Was wird geschehen, wenn die serbische Liste nicht an Frühwahlen im Norden teilnimmt?

Bis spätestens zwei Monate nach dem Wahlprozess, der am 23. April in den vier serbischen Mehrheitsgemeinden im nördlichen Kosovo stattfand, baten die USA und die EU die staatlichen Institutionen, neue Wahlen zu organisieren. Dies gilt als die einzige Möglichkeit, die Spannungen zu beruhigen, die im Norden nun und im Norden steigen und [...]
Der Hof erzählte ihm. Periscope dass die serbische Liste zu diesem Zeitpunkt an Frühwahlen teilnehmen wird, die in den vier nördlichen Gemeinden zu erwarten sind.

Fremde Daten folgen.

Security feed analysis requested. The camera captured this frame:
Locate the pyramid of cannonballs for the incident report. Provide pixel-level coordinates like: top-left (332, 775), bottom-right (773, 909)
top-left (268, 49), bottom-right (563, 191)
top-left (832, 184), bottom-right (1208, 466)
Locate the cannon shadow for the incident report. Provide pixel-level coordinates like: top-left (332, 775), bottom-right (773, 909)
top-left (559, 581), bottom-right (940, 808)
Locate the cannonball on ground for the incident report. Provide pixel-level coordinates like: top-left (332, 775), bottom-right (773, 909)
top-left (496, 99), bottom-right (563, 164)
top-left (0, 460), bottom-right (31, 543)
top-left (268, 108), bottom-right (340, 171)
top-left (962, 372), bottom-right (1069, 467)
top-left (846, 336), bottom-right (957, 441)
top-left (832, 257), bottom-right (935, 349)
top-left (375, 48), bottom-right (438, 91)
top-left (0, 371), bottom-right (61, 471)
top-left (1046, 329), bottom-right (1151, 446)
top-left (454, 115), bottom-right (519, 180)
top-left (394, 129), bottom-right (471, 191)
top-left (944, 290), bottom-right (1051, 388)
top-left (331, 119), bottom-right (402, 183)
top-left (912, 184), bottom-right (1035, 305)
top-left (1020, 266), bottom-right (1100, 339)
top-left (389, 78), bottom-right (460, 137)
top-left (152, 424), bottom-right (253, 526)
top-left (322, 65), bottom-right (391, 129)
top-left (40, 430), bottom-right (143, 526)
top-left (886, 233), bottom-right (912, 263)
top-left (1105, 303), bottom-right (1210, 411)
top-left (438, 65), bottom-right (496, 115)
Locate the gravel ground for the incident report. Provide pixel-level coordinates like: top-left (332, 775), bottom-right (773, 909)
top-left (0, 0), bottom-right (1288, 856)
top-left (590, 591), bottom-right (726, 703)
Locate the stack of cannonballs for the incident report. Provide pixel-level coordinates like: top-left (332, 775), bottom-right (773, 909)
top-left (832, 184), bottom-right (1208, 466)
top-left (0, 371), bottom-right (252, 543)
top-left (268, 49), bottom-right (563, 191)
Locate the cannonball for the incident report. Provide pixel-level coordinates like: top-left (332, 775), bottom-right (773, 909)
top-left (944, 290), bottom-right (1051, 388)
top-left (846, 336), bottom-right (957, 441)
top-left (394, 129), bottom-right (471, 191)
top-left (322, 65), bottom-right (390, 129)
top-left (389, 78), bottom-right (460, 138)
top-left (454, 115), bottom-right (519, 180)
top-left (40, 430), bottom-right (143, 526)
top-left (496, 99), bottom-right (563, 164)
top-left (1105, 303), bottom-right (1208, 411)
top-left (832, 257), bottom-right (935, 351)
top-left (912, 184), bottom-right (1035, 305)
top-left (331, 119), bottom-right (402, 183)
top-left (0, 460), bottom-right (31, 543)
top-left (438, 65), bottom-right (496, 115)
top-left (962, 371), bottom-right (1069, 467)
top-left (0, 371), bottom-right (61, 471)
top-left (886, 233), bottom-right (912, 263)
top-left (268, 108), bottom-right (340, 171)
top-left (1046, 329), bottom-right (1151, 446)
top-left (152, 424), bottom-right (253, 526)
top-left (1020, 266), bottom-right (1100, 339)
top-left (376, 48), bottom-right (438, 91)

“Ich denke, die serbische Liste wird an den neuen Wahlen teilnehmen, die im Norden des Landes erwartet werden, denn vor der Vorbereitung und Einhaltung werden die Wahlen nicht organisiert. Andererseits hatten wir auch Aussagen von internationalen Vertretern, die escobar selbst waren, wie ich daran erinnert, dass Vuciq vereinbart hatte, dass er seinen Beitrag zu den Serben leisten würde, die in Institutionen zurückkehren. ” - Er sagte Ferati für Periscope.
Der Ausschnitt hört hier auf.